Что она измыслила для деревни Верхние Перлы? И для кого это будет «хорошо»? Гаян смотрел в студеную ночную синеву за старой каменной балюстрадой, на отлитый из белого золота полумесяц, на стелющийся по неразличимым склонам туман и мечтал, чтобы ему позволили побыть в одиночестве.
– Да, я понял, – отозвался он невпопад.
– Вот-вот, знаешь, как деревенские говорят: клин клином вышибают. Поэтому не бойся, я тоже хочу одно другим вышибить. А сейчас пойду отсюда, а то холодно.
Затихающие в потемках шаги. Наконец-то Гаян остался наедине с плывущим в синеве полумесяцем.
«Я недалеко ушел от Дохрау. Чтобы воспользоваться «иглой грядущего», сперва надо тронуться умом, но я решил, что сделаю это, и сделал. Естественно, я имею в виду ворожбу, а не окончательное прощание со здравым рассудком.

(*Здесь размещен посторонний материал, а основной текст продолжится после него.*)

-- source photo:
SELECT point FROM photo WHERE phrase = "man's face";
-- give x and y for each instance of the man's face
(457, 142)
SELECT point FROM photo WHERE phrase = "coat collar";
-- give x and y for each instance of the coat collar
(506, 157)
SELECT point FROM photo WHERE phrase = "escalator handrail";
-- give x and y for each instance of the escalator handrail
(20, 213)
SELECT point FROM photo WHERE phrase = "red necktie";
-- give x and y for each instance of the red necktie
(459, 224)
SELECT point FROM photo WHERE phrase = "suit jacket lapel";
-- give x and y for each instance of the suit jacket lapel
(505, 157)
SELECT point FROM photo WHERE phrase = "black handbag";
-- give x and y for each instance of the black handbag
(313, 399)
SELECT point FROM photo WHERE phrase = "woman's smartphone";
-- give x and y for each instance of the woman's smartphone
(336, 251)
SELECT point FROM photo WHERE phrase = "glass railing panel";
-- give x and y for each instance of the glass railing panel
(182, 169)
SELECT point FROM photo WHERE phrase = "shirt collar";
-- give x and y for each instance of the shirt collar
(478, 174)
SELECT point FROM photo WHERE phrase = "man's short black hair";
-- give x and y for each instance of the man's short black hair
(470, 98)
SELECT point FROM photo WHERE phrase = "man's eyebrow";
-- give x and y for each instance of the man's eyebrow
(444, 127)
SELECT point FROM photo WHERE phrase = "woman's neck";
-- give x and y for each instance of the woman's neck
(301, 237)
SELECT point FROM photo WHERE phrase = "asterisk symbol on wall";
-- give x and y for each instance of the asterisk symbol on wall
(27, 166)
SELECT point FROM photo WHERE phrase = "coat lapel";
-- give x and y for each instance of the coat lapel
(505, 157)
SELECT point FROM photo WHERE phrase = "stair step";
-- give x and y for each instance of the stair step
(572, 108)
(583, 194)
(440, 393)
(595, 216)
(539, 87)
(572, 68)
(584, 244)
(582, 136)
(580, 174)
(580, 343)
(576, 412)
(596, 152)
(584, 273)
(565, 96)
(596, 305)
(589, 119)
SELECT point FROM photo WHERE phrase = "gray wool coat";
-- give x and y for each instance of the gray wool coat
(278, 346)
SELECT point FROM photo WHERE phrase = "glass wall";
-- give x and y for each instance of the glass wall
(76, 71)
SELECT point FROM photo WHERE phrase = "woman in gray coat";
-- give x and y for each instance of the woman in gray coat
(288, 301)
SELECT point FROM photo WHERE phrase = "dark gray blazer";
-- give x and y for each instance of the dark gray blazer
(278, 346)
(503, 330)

Чем шире та область, которую вы пытаетесь охватить, гадая на будущее, тем больше там размытого и неопределенного. Чем она уже, тем больше вы получите такого, что может произойти с достаточно высокой степенью вероятности. «Игла», как отсюда следует, самый верный способ, но увидеть и постичь посредством иных ощущений вы сможете лишь то, что находится в точке, которую пронзит ее острие. Для меня это было в самый раз, меня ведь интересовало только одно – встреча с Хальнором.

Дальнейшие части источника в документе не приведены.